ID Decision Recorded
Q1 Annotated style (PEP 593) for type hints; Annotated[BigInt, pk()] §3
Q2 Option A (sugar) + Option C (dunder escape hatch); natural_key() + __unique_constraints__; warn when natural key differs from PK §3.2
Q3 Parameterized SQL types via __class_getitem__ (String[256], Numeric[12, 2]) §3
Q4 @ematix.table fails loudly when stacked with @dataclass/@attrs/Pydantic §3
Q5 Both def and async def accepted §3
Q6 ematix namespace (no flow alias); defer PEP 420 restructure §3
Extra A Position F: registry-only override; no CLI flag for runtime override; flow connections set/list/check subcommands §3.1
Extra B Multi-target via targets=[ematix.target(...)]; schedule per pipeline; independent tx; halt on first failure (opt-out via continue_on_failure); per-target connection override; re-run source per target for v0.1 §3.4
Extra C preview() + dry_run() ship together as Phase 25; rich as runtime dep; compact mode for multi-target; dry-run always continues through every target §3.5
Extra D source_table= + column_map= shipped together; reject unqualified table names; function body always wins if both set §3.3
Meta Maximally inferred with preview() as the explainer §5

9. Out of scope (for now)

  • Async-pipeline DAG construction. ematix-flow is not Airflow; the user composes pipelines by writing more @ematix.pipeline functions and running them on independent schedules.

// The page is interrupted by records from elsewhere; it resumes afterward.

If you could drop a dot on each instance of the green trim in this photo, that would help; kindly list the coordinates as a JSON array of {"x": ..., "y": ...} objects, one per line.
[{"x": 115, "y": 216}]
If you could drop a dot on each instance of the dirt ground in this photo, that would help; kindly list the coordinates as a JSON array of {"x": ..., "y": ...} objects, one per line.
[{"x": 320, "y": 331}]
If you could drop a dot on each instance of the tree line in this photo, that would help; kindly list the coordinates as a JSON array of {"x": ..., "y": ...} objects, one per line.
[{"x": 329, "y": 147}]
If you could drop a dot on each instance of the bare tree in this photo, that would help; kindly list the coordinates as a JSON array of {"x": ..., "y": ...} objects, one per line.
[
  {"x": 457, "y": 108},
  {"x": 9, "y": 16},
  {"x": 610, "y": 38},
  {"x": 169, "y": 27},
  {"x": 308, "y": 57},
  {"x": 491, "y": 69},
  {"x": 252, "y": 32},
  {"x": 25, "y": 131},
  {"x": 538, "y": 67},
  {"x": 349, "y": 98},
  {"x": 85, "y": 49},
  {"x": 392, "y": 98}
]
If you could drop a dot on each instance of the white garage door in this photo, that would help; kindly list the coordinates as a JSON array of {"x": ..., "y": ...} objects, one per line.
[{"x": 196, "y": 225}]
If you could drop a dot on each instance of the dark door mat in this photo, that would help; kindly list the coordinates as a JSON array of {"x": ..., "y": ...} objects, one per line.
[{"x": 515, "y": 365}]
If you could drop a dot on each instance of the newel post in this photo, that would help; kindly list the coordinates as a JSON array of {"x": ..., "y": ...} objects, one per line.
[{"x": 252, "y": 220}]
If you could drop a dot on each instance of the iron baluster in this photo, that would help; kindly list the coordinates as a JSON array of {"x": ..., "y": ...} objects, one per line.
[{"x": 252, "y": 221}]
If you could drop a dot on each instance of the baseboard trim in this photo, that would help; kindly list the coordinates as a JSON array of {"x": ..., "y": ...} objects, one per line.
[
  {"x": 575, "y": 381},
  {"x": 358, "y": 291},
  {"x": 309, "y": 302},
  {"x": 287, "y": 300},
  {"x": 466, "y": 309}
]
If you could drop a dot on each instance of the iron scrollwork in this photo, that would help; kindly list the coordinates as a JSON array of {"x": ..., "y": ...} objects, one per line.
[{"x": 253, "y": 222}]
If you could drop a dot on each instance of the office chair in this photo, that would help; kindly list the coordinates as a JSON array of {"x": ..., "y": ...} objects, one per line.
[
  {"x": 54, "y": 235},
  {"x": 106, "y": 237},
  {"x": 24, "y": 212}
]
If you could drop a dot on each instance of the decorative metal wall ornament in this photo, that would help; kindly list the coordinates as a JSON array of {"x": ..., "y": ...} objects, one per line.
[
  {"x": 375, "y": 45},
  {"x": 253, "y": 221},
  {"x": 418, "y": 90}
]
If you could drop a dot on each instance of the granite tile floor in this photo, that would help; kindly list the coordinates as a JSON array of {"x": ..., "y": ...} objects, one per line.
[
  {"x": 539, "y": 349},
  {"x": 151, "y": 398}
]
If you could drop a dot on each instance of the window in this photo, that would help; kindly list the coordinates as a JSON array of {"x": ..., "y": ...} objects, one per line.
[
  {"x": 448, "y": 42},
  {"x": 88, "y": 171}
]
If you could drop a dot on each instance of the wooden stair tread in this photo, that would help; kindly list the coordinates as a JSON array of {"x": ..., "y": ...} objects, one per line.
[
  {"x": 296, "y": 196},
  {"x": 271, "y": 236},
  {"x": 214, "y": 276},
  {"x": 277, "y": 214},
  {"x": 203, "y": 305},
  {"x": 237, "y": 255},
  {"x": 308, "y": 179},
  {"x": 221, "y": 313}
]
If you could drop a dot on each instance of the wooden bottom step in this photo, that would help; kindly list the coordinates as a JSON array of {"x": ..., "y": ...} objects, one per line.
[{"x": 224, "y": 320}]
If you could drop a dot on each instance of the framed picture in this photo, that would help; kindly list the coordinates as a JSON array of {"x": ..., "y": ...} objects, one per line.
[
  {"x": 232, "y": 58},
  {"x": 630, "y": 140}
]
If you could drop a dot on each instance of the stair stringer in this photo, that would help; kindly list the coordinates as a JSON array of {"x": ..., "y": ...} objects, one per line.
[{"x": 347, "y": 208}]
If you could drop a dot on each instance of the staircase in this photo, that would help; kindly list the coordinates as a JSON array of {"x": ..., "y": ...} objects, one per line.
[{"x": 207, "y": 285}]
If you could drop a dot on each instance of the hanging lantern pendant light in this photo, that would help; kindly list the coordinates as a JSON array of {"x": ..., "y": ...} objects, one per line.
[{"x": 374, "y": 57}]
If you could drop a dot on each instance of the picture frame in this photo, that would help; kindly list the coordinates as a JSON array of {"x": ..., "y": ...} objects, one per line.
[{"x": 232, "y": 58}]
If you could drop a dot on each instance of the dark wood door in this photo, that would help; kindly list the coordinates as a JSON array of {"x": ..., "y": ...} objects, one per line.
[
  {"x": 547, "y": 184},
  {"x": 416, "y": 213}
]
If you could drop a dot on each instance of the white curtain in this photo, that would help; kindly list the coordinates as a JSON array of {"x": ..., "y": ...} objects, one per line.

DAG dependencies are a v0.2+ concern.
  • IDE plugins / language servers. The framework should produce types good enough that mypy/pyright work; bespoke tooling can wait.
  • GUI for connection / pipeline management. CLI is the v0.1 surface.
  • Auto-deriving the source query from the target schema (some FS tools do this for "feature DAGs"). Out of scope until users ask.
  • Stage-source-once-and-fanout optimization for multi-target pipelines. Phase 24 ships re-run-per-target; optimize transparently in a later phase if profiling shows it matters.
  • column_map chaining / transforms. If you need anything beyond a name rename, write the SELECT in the function body.

10. Summary

The current Python surface is fine but verbose. Five clean simplifications all locked:

  1. Named connections end the URL-in-source-code anti-pattern.
  2. Decorators with Annotated type hints match modern Python style and roughly halve every example.
  3. Auto-detected merge keys plus UNIQUE constraint support mean the user declares each fact about a table exactly once.
  4. Multi-target pipelines support the "one source, many feature views" pattern without forcing users to repeat the source SQL.
  5. preview() + dry_run() make "what would this do?" a one-line answer, and the colored output makes it pleasant.

None of this changes the Rust core. None of it sacrifices speed. All of it lands as additive Python-only changes in Phases 21–25. The imperative API (current ManagedTable subclassing + pipeline.sync + _core.connect) is preserved as a fully-supported escape hatch.